A little list cheatcode

“Lists are immutable. You can’t just pick a single index and overwrite it.”


define :overwrite do |list, length, position, value|
  #empty return list
  outlist = (ring)
  #iterate through list
  tick_reset :over
  length.times do
    #Is this the position that is supposed to be overwritten?
    if  tick(:over) == (range 0, length)[position]
      #insert the desired value here
      outlist = outlist + (ring value)
      #copy the value from the original list and insert it here
      outlist = outlist + (ring list.look(:over))
  #return the return list
  overwrite = outlist

puts overwrite((knit, 5, 5), 5, 1, 3)


r = (knit 5,5)
l = r.to_a
l[1] = 3
print l.ring
1 Like

Why is stuff like that not mentioned in the sonic pi documentation?
Isn’t there stuff that isn’t officially supported and might be removed in the future?

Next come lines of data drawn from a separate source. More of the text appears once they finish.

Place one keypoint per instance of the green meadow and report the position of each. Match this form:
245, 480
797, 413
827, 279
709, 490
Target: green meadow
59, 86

Most likely because to_a is not considered part of the Sonic Pi language. (Sonic Pi is not designed to be a superset of Ruby but rather a specific DSL built with Ruby).

(It would of course be good for the distinction to be clear in the documentation - It is my goal in the not too distant future to update the documentation to make clearer the differences between Sonic Pi and plain Ruby, and things like the fact that any plain Ruby might still work but is not officially supported or guaranteed to keep working :+1:)

Does this mean that if I want my program to keep working, I should go with the former method?

Does this mean that if I want my program to keep working, I should go with the former method?

Your method, while it is a bit longer, is better in terms of forward compatibility. If you find yourself using it a lot you could put it in ~/.sonic-pi/config/init.rb so that it’s accessbile from all of your buffers. Don’t forget to copy it back in to the buffer if you share it with others though.

All that being said, I don’t think anyone needs to worry too much about compatibility right now as it feels like we’re some way off moving away from Ruby completely. I’ve certainly got a lot of old experiments that rely heavily on it and I’m not too concerned right now. We (the dev team) will try to give as much warning as we can with what will happen but it’s all just discussions and experiements at the moment.

I will say that, having talked to Sam about this in the past, there are actually some good things that could be made possible as a result of not using Ruby in Sonic Pi scripts itself. For example the threading model is wildly complicated at the moment and that’s partly to keep track of all the state in each thread. Using define :foo (like you were doing) instead of def foo (the Ruby way) does open the door to having better code to manage threading, which in turn paves the way to adding more cool features. It’s a long term investment though so I’m afraid it will require some patience all round. I hope that explains things a little bit!